Why doesn't the additive constant in Big-O notation matter?

Question

In definition of Big-O notation we care only about C coefficient:

f(n) ≤ Cg(n) for all n ≥ k

Why don't we care about A as well:

f(n) ≤ Cg(n) + A for all n ≥ k

Answer 1

There are really two cases to consider here. For starters, imagine that your function g(n) has the property that g(n) ≥ 1 for all "sufficiently large" choices of n. In that case, if you know that

f(n) ≥ cg(n) + A,

then you also know that

f(n) ≥ cg(n) + Ag(n),

so

f(n) ≥ (c + A)g(n).

In other words, if your function g is always at least one, then bounding f(n) by something of the form cg(n) + A is equivalent to bounding it with something of the form c'g(n) for some new constant c'. In that sense, adding some extra flexibility into the definition of big-O notation, at least in this case, wouldn't make a difference.

In the context of the analysis of algorithms, pretty much every function g(n) you might bound something with will be at least one, and so we can "munch up" that extra additive term by choosing a larger multiple of g.

However, big-O notation is also used in many cases to bound functions that decrease as n increases. For example, we might say that the probability that some algorithm gives back the right answer is O(1 / n), where the function 1/n drops to 0 as a function of n. In this case, we use big-O notation to talk about how fast the function drops off. If the success probability is O(1 / n²), for example, that's a better guarantee than the earlier O(1 / n) success probability, assuming n gets sufficiently large. In that case, allowing for additive terms in the definition of big-O notation would actually break things.
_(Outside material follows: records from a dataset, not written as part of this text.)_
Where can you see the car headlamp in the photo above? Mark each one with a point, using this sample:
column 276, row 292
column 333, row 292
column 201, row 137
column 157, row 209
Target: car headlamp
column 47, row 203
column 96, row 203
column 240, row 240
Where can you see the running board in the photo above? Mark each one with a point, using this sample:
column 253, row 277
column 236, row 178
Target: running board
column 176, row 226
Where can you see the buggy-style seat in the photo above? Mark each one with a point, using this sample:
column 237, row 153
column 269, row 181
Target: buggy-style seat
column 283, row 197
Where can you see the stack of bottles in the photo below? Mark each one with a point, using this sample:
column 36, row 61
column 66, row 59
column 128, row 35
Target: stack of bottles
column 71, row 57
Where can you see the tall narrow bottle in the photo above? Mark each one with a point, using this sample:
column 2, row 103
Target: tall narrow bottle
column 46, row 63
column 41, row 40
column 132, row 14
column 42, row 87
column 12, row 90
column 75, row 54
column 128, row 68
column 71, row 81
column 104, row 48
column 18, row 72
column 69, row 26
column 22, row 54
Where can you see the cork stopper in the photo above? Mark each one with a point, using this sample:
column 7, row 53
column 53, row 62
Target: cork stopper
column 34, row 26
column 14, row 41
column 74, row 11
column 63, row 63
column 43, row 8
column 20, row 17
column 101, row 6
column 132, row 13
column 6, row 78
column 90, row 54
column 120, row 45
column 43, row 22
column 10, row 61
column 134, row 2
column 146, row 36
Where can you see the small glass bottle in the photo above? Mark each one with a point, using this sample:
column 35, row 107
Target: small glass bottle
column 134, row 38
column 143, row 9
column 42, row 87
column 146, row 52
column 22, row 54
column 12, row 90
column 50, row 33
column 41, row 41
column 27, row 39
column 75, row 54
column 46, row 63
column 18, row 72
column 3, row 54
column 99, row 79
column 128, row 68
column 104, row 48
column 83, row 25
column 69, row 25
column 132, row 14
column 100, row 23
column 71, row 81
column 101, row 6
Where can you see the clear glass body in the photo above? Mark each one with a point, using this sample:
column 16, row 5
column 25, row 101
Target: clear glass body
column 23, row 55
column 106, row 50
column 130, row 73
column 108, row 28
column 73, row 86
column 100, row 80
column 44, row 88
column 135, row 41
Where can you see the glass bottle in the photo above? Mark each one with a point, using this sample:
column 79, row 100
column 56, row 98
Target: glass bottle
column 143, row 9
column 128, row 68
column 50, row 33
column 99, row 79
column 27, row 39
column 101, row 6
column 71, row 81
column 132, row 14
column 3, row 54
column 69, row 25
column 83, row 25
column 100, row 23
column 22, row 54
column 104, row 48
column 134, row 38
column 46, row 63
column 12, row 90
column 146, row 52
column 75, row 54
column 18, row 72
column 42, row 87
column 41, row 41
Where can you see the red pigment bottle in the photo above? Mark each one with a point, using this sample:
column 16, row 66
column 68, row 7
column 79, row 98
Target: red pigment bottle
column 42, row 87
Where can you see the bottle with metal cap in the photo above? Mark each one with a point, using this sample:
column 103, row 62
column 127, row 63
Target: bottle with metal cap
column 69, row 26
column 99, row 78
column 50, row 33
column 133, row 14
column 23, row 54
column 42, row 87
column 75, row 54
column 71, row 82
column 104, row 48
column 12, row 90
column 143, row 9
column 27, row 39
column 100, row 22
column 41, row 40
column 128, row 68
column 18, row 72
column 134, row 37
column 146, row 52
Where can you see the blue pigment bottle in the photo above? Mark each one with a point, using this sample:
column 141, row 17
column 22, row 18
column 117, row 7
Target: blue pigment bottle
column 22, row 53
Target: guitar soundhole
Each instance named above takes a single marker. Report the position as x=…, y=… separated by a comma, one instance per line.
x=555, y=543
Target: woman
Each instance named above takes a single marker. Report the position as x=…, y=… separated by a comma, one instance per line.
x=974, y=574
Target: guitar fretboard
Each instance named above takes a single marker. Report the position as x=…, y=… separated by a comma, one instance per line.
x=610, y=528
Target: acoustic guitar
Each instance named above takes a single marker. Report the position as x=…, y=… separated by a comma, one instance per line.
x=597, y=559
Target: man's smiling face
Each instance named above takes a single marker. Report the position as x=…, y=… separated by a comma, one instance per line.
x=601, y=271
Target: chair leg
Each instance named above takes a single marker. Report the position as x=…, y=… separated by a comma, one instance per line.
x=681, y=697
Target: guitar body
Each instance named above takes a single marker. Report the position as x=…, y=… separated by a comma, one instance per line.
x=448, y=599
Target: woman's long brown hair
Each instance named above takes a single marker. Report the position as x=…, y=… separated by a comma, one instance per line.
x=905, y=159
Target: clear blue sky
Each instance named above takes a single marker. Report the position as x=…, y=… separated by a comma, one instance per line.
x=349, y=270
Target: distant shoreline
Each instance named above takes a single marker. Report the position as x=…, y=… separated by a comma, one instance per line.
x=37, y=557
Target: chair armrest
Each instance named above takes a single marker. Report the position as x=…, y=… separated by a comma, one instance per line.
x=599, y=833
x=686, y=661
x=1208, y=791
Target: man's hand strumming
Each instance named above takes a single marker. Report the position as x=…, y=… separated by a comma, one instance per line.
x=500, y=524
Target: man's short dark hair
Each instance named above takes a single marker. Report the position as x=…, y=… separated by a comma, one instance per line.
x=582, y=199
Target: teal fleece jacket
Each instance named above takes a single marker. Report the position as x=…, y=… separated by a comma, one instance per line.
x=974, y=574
For example, intuitively, the function 1 / n² drops to 0 faster than the function 1 / n, and using the formal definition of big-O notation you can see this because 1 / n² ≤ 1 / n for all n ≥ 1. However, with your modified definition of big-O notation, we could also say that 1 / n = O(1 / n²), since

1 / n ≤ 1 / n² + 1 for all n ≥ 1,

which is true only because the additive 1 term bounds the 1/n term, not the 1/n² we might have been initially interested in.

So the long answer to your question is "the definition you proposed above is equivalent to the regular definition of big-O if we only restrict ourselves to the case where g(n) doesn't drop to zero as a function of n, and in the case where g(n) does drop the zero as a function of n your new definition isn't particularly useful."